Mais uma vez, estamos sendo chamados a discernir.

Muitos dizem que a última eleição presidencial – e a atual – passaram e passam primordialmente pelas igrejas.

Acho factível que isso esteja ocorrendo. Principalmente, porque uma das partes em contenda no Brasil é a extrema-direita.

Dessa forma, somos instados a revisitar todo o nosso arcabouço de crenças, que alguns confundem com crendices, por não terem lido corretamente Karl Marx e Antonio Gransci, embora aquelas sejam coisas diversas, antípodas mesmo.

É dos seres acreditar.

Não podemos viver, inclusive do ponto de vista mais fisiológico, sem contarmos com instrumentos de discernimento.

Com efeito, até os animais precisam de parâmetros para suas vidas.

Os humanos, criamos, ao longo de toda a história da nossa existência, coletiva e individual, um sistema articulado de crenças, que vão do empirismo – por exemplo, a arte do cultivo, a agricultura – à espiritualidade.

Posteriormente, transformamos esse referencial em instrumentos, que passam a formar parte de nossa bagagem cultural coletiva: nosso consciente coletivo.

Trata-se, no fundo, de um sistema de poder tão ou mais abrangente do que aquele de estado.

Com efeito, Maik Hosang, em “Amar é a única revolução” (editora Vozes), reflete a propósito: “…o filósofo social Michel Foucault escreveu ser necessário ‘compreender’ o fato de que o poder não está localizado no aparelho do estado e que nada na sociedade será mudado sem que se troquem os mecanismos de poder exteriores, subjacentes e paralelos ao aparelho estatal a funcionarem em nível muito inferior, cotidiano.”

A extrema-direita explora isso muito bem.

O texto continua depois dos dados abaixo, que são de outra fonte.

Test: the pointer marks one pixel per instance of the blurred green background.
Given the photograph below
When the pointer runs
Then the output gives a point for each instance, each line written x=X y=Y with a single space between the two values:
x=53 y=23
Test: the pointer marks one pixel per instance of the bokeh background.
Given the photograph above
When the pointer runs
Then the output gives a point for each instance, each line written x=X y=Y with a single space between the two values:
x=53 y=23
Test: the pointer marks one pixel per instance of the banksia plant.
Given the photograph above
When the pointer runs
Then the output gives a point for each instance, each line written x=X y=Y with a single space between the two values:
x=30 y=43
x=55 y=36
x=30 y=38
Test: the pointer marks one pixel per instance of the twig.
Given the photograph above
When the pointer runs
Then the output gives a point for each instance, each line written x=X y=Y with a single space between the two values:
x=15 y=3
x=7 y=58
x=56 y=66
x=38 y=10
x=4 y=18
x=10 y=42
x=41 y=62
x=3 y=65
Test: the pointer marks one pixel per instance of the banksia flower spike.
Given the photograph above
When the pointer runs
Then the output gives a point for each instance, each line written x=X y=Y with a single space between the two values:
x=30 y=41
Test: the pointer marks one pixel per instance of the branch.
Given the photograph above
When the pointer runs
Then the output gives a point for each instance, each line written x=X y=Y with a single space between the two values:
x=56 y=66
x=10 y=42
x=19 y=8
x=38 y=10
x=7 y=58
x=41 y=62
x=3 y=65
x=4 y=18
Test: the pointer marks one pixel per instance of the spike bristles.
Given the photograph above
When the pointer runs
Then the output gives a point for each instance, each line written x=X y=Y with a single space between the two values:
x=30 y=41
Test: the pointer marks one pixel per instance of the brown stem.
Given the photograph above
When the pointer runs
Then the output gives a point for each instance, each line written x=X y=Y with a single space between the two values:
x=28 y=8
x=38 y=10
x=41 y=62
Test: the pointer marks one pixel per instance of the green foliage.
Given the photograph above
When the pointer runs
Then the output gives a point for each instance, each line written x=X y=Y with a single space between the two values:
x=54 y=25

Por isso, privilegia a pauta de costumes. Sabe o poder e as possibilidades de manipulação que se encontram no âmbito da sociedade e os explora, sem qualquer resquício de moral ou ética.

O genocida e a ex-ministra da goiabeira, recentemente eleita senadora pelo Distrito Federal, são os casos mais evidentes: espalham as mentiras mais estapafúrdias para encobrir a pilhagem que promovem no País em benefício pessoal, auxiliados por uma verdadeira legião de demônios, alguns deles os filhos e esposas do próprio monstro.

De fato, a extrema-direita não visa apenas a permanecer no poder, mas ampliar sua dominação para todo o conjunto da sociedade, instaurando o mais completo autoritarismo.

Naquela mesma obra, Hosang cita o neurobiólogo Humberto Maturana, que amplia aquela reflexão: “Nossas atuais dificuldades não consistem no fato de não dispormos de suficiente saber ou de capacidades técnicas; nossas dificuldades do presente derivam da falta de sensibilidade […], são consequência da perda que sofremos por estarmos inseridos forçosamente nos discursos de conquista, poder, controle sobre a vida e a natureza a marcarem determinantemente nossa cultura patriarcal.”

Essa é uma descrição precisa do projeto de dominação da extrema-direita para o Brasil e o mundo.

Entretanto, a ele se contrapõe uma outra visão de país e mundo.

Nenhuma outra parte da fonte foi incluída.